Impact: 85% reduction in tokens (80 → 12 tokens)

Best Practices:

Remove redundant statements (LLMs understand "helpful" implies politeness)
Use bullet points or keywords instead of full sentences
Focus on unique requirements, not general AI behavior
Move common instructions to system-level configuration

3. Clearer Action Descriptions

Problem: Overly detailed action descriptions increase prompt size for every action.

Before (Verbose):

Action: "GetOrderStatus"
Description: "This action retrieves the current status of a customer order from 
the order management system. It requires an order ID as input parameter. The action 
will return the order status (pending, processing, shipped, delivered), tracking 
number if available, estimated delivery date, and any relevant notes about delays 
or issues. Use this action when customers ask about their order status."
Tokens: ~70 tokens

After (Optimized):

Action: "GetOrderStatus"
Description: "Retrieves order status, tracking, delivery date.
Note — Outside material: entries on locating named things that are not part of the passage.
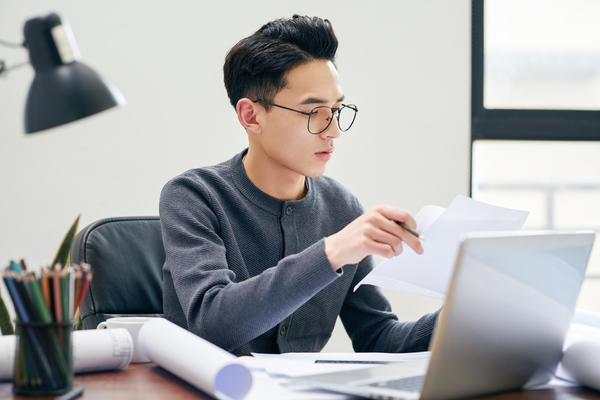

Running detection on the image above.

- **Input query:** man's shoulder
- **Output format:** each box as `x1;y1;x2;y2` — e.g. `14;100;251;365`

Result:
162;156;236;200
312;175;362;210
Requires: orderId"
Tokens: ~12 tokens

Impact: 83% reduction in tokens (70 → 12 tokens per action)

Best Practices:

Focus on what the action does, not how it works internally
List required parameters concisely
Remove examples and use-case explanations
Use consistent formatting for all actions

Real-World Example: Optimization Impact

Before Optimization:

Agent Configuration:
- 25 topics × 120 tokens = 3,000 tokens
- Instructions: 80 tokens
- 15 actions × 70 tokens = 1,050 tokens
- User message: 50 tokens
Total per request: ~4,180 tokens

Monthly (10,000 requests):
- Total tokens: 41.8M tokens
- CO2 emissions: ~2.09kg CO2

After Optimization:

Agent Configuration:
- 25 topics × 15 tokens = 375 tokens
- Instructions: 12 tokens
- 15 actions × 12 tokens = 180 tokens
- User message: 50 tokens
Total per request: ~617 tokens

Monthly (10,000 requests):
- Total tokens: 6.17M tokens
- CO2 emissions: ~0.31kg CO2

Results:

✅ 85% reduction in prompt size (4,180 → 617 tokens)
✅ 85% reduction in CO2 emissions (2.09kg → 0.31kg CO2/month)
✅ Quality maintained: Clearer, more focused prompts often improve quality
✅ Cost savings: Reduced token usage = lower costs

Implementation Strategy

Audit Current Configuration

Use the following SOQL queries to audit your agent configurations and identify optimization opportunities:

Query 1: Topic Descriptions Analysis

Purpose: Identify topics with verbose descriptions that are sent during Query Evaluation (Stage 2).

SELECT 
    DeveloperName,
    MasterLabel,
    Description,
    Scope,
    Planner.DeveloperName
FROM GenAiPluginDefinition
WHERE PluginType = 'Topic'

What to look for:

Topics with EstimatedTokens > 50 (200+ characters) are candidates for optimization
Focus on topics with highest token counts first
Compare Description vs Scope - if they're similar, consider consolidating

Query 2: Action Descriptions Analysis

Purpose: Identify actions with verbose descriptions that are sent during Query Planning (Stage 4).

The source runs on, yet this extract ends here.